第17回 語り手:高木ブー
──「渋谷公会堂物語」という連載なのですが、色んなアーティストから「渋公と言えば全員集合、ドリフターズ」と言った感じで、「8時だョ!全員集合」の印象がすごく強いみたいですが。ブーさんにとっての渋谷公会堂はどんな場所ですか?
「全員集合」は色んな会場でやったけど、渋谷公会堂だから特別とか、感激したってのはあんまり無いなぁ(笑)。あれだけよく使ってたってことは、使い勝手が良かったってことじゃない?あと、渋公は最初に使い始めた頃から古かった気がするな。
──「全員集合」の放送開始が1969年。渋谷公会堂が建てられたのが1964年と少し前ですが、当時から味のある建物だったんですね。
「全員集合」ってコントと歌のコーナーでステージが回転するじゃない?あの回転が出来るステージって言うのが、都内から無くなってて。あそこが最後だったんじゃないかな?「全員集合」ってコントがあって、歌のコーナーがあって、またコントがあって、3部作になってるから。それがスムーズに出来るのが、渋公くらいしか無かったんだよね。
──なるほど、そういう利便性の高さもあったんですね。
最後にゲストの歌手を混ぜてコントをやるでしょ?長さん(いかりや長介)が「次行ってみよう!」って言って、セットが変わるんだけど。スライド出来ない会場だと、手で押してセットを変えたりして大変なんだよ。渋公はそれがすごくスムーズだった気はします。東京だと大体、渋公か日本青年館でやっててね。渋公は楽屋も汚いし、綺麗な会場じゃないけど、使いやすかったよね。
──「全員集合」は金曜に立ち稽古をして、土曜がリハと本番でしたっけ?
そう。

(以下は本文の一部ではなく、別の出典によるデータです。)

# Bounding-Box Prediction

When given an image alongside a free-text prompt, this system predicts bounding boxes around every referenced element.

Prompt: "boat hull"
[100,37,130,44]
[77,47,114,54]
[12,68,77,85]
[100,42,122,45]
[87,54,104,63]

金曜日はTBSで稽古して、土曜日は朝10時に入って、午前中はドリフターズだけでリハをやって。午後はゲストやカメラも入れてリハをやって、通しをやって本番という感じで。地方でやる時は、関東地区だったら朝6時にTBSに集合して、現場に10時に着いてリハをやってたね。
──毎週、ピリピリした緊張感の中で生放送をやってて。「今日は行きたくないなぁ」と思う日は無かったですか?
それは向こうが言ってくることでね、ドリフってステージでバンバン水撒いたりするじゃないですか?本当はあんなのやっちゃいけないから、「もう来るな!」って断られたらおしまいなんですよね。
──あはは。「行きたくない」じゃなくて、向こうから「来てくれるな」と言われる可能性があったと(笑)。
そうそう。コントの中でさ、水とか使わなければOKなんだけど、大体そういうことしちゃうから(笑)。あと例えば、あれだけ大きな建物を建てるんだけど、釘を打っちゃいけないんですよ。だから、砂の入った袋に釘を打つことで解決したりね、色んな工夫がされてるの。
──ステージでただ、めちゃくちゃやってるように見えてましたけど。アイデアを駆使して、規制をかい潜ってたんですね!
ステージにアイススケート場を作っちゃいましたからね。「全員集合」のステージは作る方も大変だったと思うよ。ステージの上でパトカーを飛ばしたり、僕らの笑い話が本当になっちゃうんだよ(笑)。「パトカーを空に飛ばして、バーンとなったら面白いな」とか、我々が好き勝手言うでしょ?そうするとステージ作る人が難しい顔しながら「やりましょう」って言うの。
──あはは。「好き勝手言いやがって」と思ってる人もいたでしょうね(笑)。
最初は「そんなの無理!」って言われてたことも、制作側も面白くなってきちゃって「やってみようか?」なんていって出来ちゃうと、可能性がどんどん広がるんだよね。ネタ作りの時はまずはギャグを考えて、それをどんなコントを作って、どう当てはめるか?を考えていくんだけど。いまのテレビじゃ、とても出来ないようなことばかり言ってたな。